With questions over her role in the PNM’s scholarship slush fund scandal, McDonald yesterday sought to distance herself from the fund’s operations for the years 2002 to 2007, but in the process raised more questions over her knowledge of irregularities later uncovered at the Ministry.
“A proper system was put in place and what I found very disingenuous is that the period was not divided. I could account for what I did from January 2008 to May of 2010,” McDonald said in Parliament yesterday.
At the same time, former Prime Minister Patrick Manning, who once wrote former Culture Minister Joan Yuille-Williams instructing her to handle a scholarship for a Grenadian national quietly, maintained silence over the latest revelations.
During her contribution to the Budget debate, McDonald addressed the issue, which was raised on Monday by Prime Minister Kamla Persad-Bissessar in Parliament. McDonald for the first time said she had stopped the programme, formally known as the Financial Assistance Programme, weeks after she entered office in November 2007.
“May I state that upon my arrival then and the assumption of my duties, with respect to the Financial Assistance Prog-
ramme, which is loosely called a scholarship programme, that programme was closed temporarily until the third week in January 2008,” she said. “The reason why? As minister, I closed that programme. Reason why I closed it? Because I need to get a better understanding of what the programme actually involves.”
In her statement to Parliament of December 4, 2009, when pressure was mounting on the former PNM administration to explain why it was withholding details of the programme, McDonald never disclosed that she had cause to stop the programme upon assuming office. McDonald, in her Budget contribution yesterday, admitted that she had to put “a structure in place” in relation to the programme and to form a committee to manage the programme and deal with applications.
In contrast, in 2009, McDonald told the Parliament that, “Cabinet agreed that the Ministry, in consultation with the CBOs and NGOs, (would) identify the criteria for the award of the bursaries; and that a Selection Committee (would) make the appropriate recommendations to the Minister”.
At the time, in 2009, the Minister gave no indication that the Selection Committee – as mandated by Cabinet – had never met prior to her tenure, as suggested by findings of the Equal Opportunities Commission this year. However, McDonald yesterday said that a committee was formed – apparently for the first time — under her tenure.
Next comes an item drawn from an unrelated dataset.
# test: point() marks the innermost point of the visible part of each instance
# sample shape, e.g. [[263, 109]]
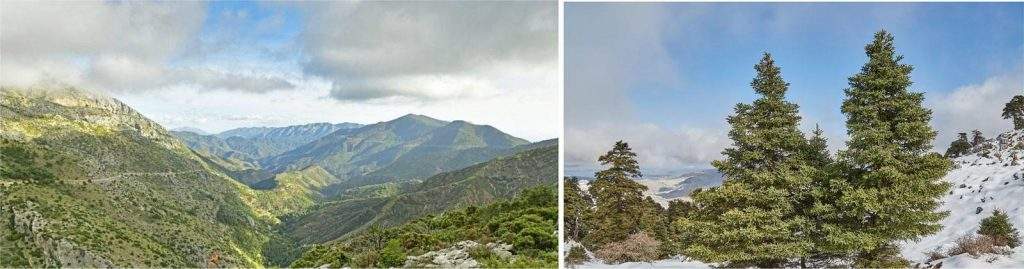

“A committee was formed,” she said at Tower D, Wrightson Road, Port-of-Spain, yesterday. “The committee was headed by Mr Wayne Wood as the chairman. The other committee members were Mr Victor McEachrane, Dr Valerie Hackshaw, Mr Roger Kawalsingh, Ms Amita Ganga. Those are the five members of the committee.”
“And they assumed responsibility for the programme for which there are policy documents, there are guidelines,” she said. (The Commission found that for the years 2002-2007 the programme’s guidelines were routinely flouted, a fact not disclosed by McDonald in Parliament after her review in her statement in 2009).
McDonald also yesterday said she introduced changes to the programme, but did not disclose why those changes were needed or what were her concerns with the programme.
“Also Mr Speaker, the application forms were all redone and were all placed on the Ministry’s website,” McDonald said. “This was done in January 2008. And indeed, every Wednesday, it was not unusual to see the entire committee meeting and interviewing applicants. The Minister removed herself from the process and this independent committee assessed all applications.”
She said two of the original members of the committee remained on it under current Multiculturalism Minister Winston Gypsy Peters, Ganga and Kawalsingh. The Port-of-Spain South MP did not say how she was aware of the current membership of the committee.
In response to McDonald’s statements, Government Chief Whip Dr Roodal Moonilal questioned why the programme was continued under the PNM.
“They continued the programme, they did not stop,” he said. “You see Mr Speaker when they were in office, they thought they would handle everything quietly, they thought they could handle everything quietly and nobody would know.”
During the lunch-break of Parliament, Manning was silent on the issue. Asked by Newsday why he had instructed Yuille-Williams in a letter to handle a scholarship he had recommended for a Grenadian national “quietly”, Manning walked away.